ヘルメルはクログスタトを嫌忌して解雇しようとするが、クログスタトは私文書偽造の件をちらつかせ、ノラがヘルメルに自分の解雇を阻止するように迫った。私文書偽造が露見すれば家庭が崩壊してしまうことを恐れながらも、ノラは真相を打ち明けて夫の助力を乞うことが出来ずに、クログスタトは解雇され、これを恨んだクログスタトは全てを暴露すべく、ヘルメルに手紙をしたためた。
少しのち、ノラの旧友であり、クログスタトとも交流があったリンデ夫人が彼を改心させ、クログスタトは手紙の件を悔いるも、一方でリンデ夫人はヘルメルとノラが夫婦で隠し事をせずに、正面から向き合うべきとして、手紙の回収の不可を説いた。かくて妻ノラの秘密は夫ヘルメルの知るところとなり、ヘルメルは妻の献身が却って自分の将来を危うくするために、これまでの愛情ぶりが嘘であったかのような苛烈な言葉を投げつける。
しかしそこに急ぎの手紙が舞い込む。脅迫の前非を悔いたクログスタトが、私文書偽造を訴える積りがないことを明らかにするために急送した借用書である。借用書が届いたヘルメルは一転して機嫌が戻り、妻を可愛がる元の夫に戻るが、ノラはそこで自らの不明を悟り、夫婦として最初で最後の「対話」を果たす。対話の中で彼女は自らを夫に飾り付けられる「人形の家」の人形女だったと振り返り、そして彼女は自立を求め、夫と子供を捨てて旅立つ。
【「人形の家」とは何だったのか?】
夫ヘルメルは妻ノラに大きな愛情を注ぎ、それを言葉という形で分かりやすく示してきた。しかしその言葉の中には「わが妻はかくあるべし」というパターナリズム(paternalism:家父長主義)的なニュアンスが随所に見られる。ノラの魅力には「わがままというスパイス」が含まれているが、作品の前半にヘルメルが銀行の頭取になることを見越して、ノラがクリスマスに少し贅沢をしようとして、ヘルメルがそれを窘めながらも、結局クリスマスは物入りだからと、多めに金を渡す描写がある。しかしそんなわがまますらヘルメルのパターナリズムの範疇を出ていないし、ノラはヘルメルの言いつけを守り、「夫にとっての良き妻」であろうとする。

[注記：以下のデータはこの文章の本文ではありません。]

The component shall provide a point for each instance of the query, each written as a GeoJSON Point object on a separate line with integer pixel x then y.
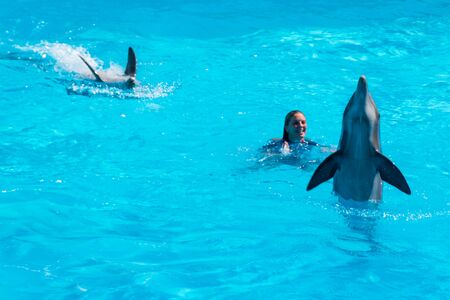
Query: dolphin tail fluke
{"type": "Point", "coordinates": [97, 77]}
{"type": "Point", "coordinates": [325, 170]}
{"type": "Point", "coordinates": [391, 174]}
{"type": "Point", "coordinates": [130, 70]}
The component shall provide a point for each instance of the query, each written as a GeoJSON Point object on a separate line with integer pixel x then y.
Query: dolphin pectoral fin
{"type": "Point", "coordinates": [325, 170]}
{"type": "Point", "coordinates": [130, 70]}
{"type": "Point", "coordinates": [391, 174]}
{"type": "Point", "coordinates": [97, 77]}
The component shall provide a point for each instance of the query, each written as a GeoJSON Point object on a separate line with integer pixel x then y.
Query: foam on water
{"type": "Point", "coordinates": [66, 59]}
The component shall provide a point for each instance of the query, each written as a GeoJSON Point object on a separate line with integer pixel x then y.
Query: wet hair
{"type": "Point", "coordinates": [287, 119]}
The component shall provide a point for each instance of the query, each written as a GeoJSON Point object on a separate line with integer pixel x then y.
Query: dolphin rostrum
{"type": "Point", "coordinates": [128, 78]}
{"type": "Point", "coordinates": [358, 167]}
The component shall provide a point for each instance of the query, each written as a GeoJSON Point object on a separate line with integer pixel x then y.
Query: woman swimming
{"type": "Point", "coordinates": [294, 135]}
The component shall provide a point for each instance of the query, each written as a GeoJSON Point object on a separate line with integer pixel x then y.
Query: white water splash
{"type": "Point", "coordinates": [67, 59]}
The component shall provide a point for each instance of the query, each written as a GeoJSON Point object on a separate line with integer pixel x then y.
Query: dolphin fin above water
{"type": "Point", "coordinates": [97, 77]}
{"type": "Point", "coordinates": [386, 168]}
{"type": "Point", "coordinates": [129, 76]}
{"type": "Point", "coordinates": [391, 174]}
{"type": "Point", "coordinates": [130, 70]}
{"type": "Point", "coordinates": [325, 170]}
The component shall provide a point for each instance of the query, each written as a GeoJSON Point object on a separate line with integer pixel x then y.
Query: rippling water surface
{"type": "Point", "coordinates": [161, 191]}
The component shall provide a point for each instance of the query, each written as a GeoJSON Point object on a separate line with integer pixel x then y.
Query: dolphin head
{"type": "Point", "coordinates": [360, 123]}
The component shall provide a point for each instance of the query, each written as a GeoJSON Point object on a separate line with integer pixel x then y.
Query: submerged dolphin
{"type": "Point", "coordinates": [358, 167]}
{"type": "Point", "coordinates": [128, 78]}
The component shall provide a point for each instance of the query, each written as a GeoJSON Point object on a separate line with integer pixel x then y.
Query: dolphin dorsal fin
{"type": "Point", "coordinates": [391, 174]}
{"type": "Point", "coordinates": [325, 170]}
{"type": "Point", "coordinates": [97, 77]}
{"type": "Point", "coordinates": [130, 70]}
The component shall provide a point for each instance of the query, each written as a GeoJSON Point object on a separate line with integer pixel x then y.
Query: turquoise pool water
{"type": "Point", "coordinates": [161, 192]}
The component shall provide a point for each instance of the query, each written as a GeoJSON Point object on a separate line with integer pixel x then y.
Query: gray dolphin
{"type": "Point", "coordinates": [358, 167]}
{"type": "Point", "coordinates": [128, 78]}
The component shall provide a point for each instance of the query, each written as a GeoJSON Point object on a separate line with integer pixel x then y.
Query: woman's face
{"type": "Point", "coordinates": [296, 128]}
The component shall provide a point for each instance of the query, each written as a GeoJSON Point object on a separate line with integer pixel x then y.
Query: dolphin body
{"type": "Point", "coordinates": [358, 167]}
{"type": "Point", "coordinates": [128, 78]}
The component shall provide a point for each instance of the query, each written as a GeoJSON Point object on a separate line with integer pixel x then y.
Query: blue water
{"type": "Point", "coordinates": [161, 192]}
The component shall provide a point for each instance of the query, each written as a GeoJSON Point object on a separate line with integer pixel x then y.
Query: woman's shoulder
{"type": "Point", "coordinates": [311, 143]}
{"type": "Point", "coordinates": [273, 143]}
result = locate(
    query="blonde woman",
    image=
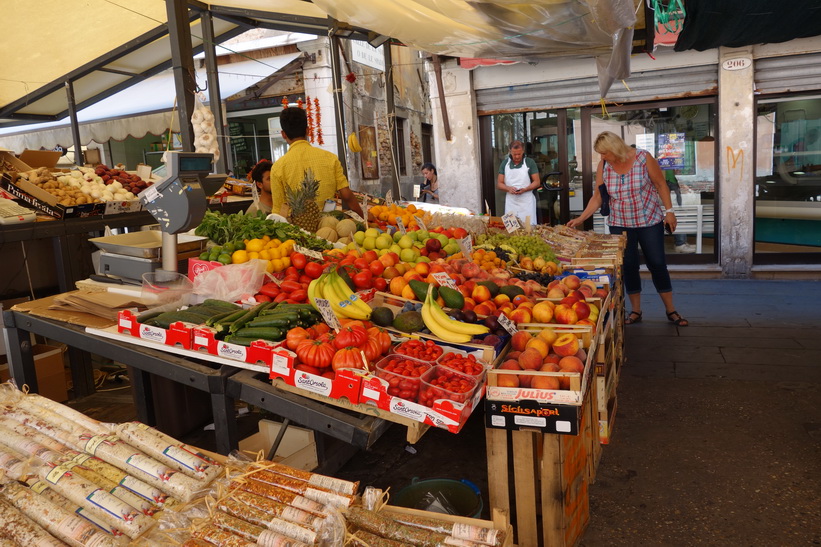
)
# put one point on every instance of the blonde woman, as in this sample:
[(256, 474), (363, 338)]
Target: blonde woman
[(640, 207)]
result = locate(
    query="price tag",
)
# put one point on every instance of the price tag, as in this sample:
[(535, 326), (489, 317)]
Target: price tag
[(327, 313), (511, 222), (507, 324), (444, 280), (308, 252), (354, 215), (401, 225), (466, 245)]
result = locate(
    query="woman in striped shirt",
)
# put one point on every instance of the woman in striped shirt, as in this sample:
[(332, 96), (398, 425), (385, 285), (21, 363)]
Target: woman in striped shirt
[(640, 207)]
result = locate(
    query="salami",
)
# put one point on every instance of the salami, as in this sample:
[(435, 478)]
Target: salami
[(18, 527), (170, 451), (97, 501), (71, 529), (315, 493)]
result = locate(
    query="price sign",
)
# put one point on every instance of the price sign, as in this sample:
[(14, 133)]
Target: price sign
[(511, 222), (507, 324), (466, 245), (327, 313), (444, 280), (354, 215), (401, 225), (308, 252)]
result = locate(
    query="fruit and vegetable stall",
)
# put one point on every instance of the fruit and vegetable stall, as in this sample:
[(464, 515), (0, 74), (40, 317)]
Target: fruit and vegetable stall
[(418, 317)]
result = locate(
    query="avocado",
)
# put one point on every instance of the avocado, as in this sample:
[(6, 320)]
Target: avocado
[(420, 289), (453, 298), (493, 287), (512, 291), (409, 321), (382, 316)]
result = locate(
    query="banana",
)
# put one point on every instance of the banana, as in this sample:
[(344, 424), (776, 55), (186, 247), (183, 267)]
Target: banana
[(440, 330)]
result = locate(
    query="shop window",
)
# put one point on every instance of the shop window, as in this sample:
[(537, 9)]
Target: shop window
[(788, 179)]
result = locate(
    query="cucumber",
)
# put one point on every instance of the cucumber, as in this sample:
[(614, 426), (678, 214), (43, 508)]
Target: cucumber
[(266, 333)]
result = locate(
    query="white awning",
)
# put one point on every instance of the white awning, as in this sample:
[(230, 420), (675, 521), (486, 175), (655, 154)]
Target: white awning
[(143, 108)]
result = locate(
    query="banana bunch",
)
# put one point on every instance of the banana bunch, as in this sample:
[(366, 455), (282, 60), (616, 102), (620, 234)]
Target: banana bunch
[(445, 327), (353, 144), (344, 303)]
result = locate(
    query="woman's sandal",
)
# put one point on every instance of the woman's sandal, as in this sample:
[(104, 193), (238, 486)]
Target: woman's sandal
[(675, 317), (634, 317)]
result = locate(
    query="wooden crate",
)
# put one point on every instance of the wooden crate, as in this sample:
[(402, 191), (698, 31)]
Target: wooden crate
[(552, 474)]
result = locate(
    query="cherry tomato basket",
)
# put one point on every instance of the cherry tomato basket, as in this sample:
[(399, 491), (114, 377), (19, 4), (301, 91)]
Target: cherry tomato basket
[(403, 374), (445, 383)]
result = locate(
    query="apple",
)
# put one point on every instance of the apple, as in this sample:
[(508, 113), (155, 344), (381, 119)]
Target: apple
[(566, 344)]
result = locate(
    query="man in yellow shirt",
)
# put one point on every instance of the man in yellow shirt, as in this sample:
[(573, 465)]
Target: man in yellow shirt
[(290, 168)]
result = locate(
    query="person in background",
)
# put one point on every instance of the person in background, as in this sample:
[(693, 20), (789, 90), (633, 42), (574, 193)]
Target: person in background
[(260, 176), (681, 245), (518, 177), (640, 206), (290, 168), (429, 193)]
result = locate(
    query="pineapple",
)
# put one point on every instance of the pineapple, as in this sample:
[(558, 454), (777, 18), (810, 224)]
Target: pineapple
[(302, 201)]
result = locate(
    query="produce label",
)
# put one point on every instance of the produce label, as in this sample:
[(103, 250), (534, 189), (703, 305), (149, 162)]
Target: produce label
[(401, 225), (444, 280), (308, 252), (511, 222), (466, 245), (507, 324), (327, 313)]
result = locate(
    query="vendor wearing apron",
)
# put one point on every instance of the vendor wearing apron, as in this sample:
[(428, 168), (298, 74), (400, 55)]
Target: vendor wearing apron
[(519, 176)]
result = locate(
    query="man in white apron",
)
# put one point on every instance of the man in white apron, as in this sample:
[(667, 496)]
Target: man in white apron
[(518, 177)]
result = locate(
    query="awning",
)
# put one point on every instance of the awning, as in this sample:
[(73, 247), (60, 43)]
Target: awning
[(143, 108)]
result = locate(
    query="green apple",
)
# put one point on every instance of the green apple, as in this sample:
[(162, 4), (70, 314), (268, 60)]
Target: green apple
[(383, 242)]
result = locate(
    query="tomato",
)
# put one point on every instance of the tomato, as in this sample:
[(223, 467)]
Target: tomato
[(349, 357), (298, 260), (314, 269), (363, 280), (295, 336), (351, 336), (315, 353)]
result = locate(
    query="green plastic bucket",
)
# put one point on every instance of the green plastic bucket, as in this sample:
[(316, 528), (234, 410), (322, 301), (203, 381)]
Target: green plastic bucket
[(460, 497)]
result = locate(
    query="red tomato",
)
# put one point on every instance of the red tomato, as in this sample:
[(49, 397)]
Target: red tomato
[(376, 268), (314, 269), (298, 260), (363, 280)]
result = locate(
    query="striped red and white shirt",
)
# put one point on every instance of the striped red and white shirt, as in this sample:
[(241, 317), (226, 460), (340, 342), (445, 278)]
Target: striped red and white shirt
[(634, 200)]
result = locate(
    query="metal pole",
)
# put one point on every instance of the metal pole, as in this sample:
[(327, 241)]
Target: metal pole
[(75, 128)]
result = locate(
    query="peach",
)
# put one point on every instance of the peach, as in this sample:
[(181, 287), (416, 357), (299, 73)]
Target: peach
[(548, 335), (519, 341), (545, 382), (539, 345), (566, 344), (530, 359), (543, 312)]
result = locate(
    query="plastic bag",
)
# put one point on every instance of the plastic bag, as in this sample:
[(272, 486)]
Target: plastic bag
[(232, 282)]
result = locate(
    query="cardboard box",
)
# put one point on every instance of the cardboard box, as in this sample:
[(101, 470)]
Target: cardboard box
[(51, 376)]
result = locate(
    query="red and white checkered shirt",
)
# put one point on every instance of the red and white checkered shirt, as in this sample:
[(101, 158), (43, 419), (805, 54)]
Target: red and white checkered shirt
[(634, 200)]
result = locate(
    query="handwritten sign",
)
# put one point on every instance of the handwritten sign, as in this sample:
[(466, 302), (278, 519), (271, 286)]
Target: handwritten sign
[(511, 222), (444, 280), (308, 252), (401, 225), (327, 313), (507, 324), (466, 245), (354, 215)]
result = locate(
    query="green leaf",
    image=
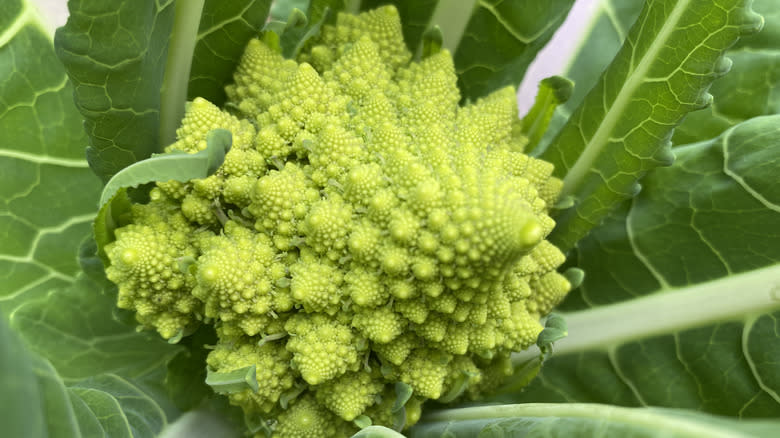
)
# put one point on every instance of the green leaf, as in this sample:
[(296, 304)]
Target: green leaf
[(555, 329), (84, 322), (752, 87), (574, 419), (47, 191), (75, 393), (178, 166), (225, 28), (234, 381), (298, 30), (553, 91), (599, 43), (621, 129), (377, 432), (20, 396), (66, 327), (281, 10), (115, 53), (680, 304)]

ヘルメルのパターナリズムはノラの生活を保障するが、一方でそれはノラの「らしさ」とトレード・オフの関係にある。それ故ノラはヘルメルの望む妻であろうとする。そこには「対等な人格同士の対話」も「対等であるが故に生じる葛藤」も存在せず、男が女という人形を飾り付ける、という一方的な愛し方の構図が浮かび上がる。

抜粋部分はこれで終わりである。